Anwalt: Peschorns Aussagen fast strafbar

Der Anwalt des 76-jährigen Aufsichtssratsvorsitzenden Josef Giefing hat sich am Mittwoch erstmals zur Causa Commerzialbank zu Wort gemeldet. Die Aufsichtsräte wehren sich vehement gegen den Vorwurf des Präsidenten der Finanzprokuratur, Wolfgang Peschorn, in kriminelle Machenschaften verstrickt zu sein.

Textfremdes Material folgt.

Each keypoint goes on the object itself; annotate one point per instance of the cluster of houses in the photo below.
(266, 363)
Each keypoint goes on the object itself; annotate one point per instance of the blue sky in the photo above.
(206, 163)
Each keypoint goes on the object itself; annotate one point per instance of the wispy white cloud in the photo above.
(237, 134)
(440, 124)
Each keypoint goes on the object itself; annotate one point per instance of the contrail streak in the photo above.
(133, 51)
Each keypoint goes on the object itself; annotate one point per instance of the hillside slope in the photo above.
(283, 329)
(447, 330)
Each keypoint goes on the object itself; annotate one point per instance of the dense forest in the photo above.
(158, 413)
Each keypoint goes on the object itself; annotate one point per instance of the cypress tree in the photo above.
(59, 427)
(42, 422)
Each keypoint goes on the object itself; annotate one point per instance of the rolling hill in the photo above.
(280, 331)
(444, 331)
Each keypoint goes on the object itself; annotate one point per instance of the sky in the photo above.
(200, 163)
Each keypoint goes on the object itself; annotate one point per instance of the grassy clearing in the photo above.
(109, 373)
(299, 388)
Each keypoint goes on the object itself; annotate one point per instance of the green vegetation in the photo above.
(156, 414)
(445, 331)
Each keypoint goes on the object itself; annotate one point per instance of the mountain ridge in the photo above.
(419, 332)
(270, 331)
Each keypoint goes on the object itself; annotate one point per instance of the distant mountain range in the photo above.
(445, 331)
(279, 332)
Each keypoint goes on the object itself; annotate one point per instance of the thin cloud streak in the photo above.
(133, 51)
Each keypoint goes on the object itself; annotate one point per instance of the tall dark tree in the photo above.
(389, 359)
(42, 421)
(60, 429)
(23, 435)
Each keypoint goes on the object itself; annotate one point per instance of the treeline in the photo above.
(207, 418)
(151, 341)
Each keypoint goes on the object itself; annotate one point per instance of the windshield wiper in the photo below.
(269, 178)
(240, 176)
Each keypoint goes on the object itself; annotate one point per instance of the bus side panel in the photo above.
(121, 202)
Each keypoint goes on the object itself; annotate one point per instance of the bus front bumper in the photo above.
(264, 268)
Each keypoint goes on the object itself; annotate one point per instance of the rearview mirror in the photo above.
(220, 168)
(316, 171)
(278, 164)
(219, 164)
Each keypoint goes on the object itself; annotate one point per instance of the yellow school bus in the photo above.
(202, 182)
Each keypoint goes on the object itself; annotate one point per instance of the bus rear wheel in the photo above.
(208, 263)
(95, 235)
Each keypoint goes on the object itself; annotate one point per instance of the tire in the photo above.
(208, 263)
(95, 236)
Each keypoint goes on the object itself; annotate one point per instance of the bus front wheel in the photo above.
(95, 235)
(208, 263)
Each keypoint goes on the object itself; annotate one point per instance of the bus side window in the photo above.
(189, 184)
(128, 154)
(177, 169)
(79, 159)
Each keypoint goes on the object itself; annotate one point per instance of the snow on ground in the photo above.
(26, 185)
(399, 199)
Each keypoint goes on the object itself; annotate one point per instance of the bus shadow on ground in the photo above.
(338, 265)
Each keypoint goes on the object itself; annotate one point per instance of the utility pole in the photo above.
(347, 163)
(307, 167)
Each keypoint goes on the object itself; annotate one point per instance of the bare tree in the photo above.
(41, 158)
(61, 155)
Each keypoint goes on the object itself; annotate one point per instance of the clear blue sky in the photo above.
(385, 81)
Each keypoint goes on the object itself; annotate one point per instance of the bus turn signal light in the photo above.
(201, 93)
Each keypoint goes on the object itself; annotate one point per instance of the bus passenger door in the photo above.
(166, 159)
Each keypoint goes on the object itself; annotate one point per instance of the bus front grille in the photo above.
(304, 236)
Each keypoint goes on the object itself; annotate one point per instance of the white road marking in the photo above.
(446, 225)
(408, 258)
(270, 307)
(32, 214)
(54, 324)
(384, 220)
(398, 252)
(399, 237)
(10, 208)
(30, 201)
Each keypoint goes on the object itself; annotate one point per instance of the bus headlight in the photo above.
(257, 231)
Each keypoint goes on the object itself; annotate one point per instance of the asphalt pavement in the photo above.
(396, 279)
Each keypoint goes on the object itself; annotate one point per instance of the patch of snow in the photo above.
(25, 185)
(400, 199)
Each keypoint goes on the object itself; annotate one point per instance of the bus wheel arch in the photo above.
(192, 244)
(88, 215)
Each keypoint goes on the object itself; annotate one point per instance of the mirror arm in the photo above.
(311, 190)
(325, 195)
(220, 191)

Peschorn hatte – als Anwalt der Republik – mehrfach erklärt, er sehe für Amtshaftungsklagen in Sachen Mattersburg keine Basis. Das sei eine Verantwortung, die die Organe der Bank treffe und natürlich den Bankprüfer. „Also die Geschäftsleitung, den Aufsichtsrat, denen hätte das auffallen müssen, was hier passiert. Das ist ihnen wahrscheinlich auch aufgefallen und sie haben hier kriminelle Energie in jahrelange Bilanzfälschungen, so wie es momentan ausschaut, hineingesteckt. Also dort liegt die rechtswidrige und schuldhafte Handlung“, so Peschorn am Dienstag im ORF-Radio – mehr dazu in Commerzialbank: Republik rechnet mit langwierigen Verfahren.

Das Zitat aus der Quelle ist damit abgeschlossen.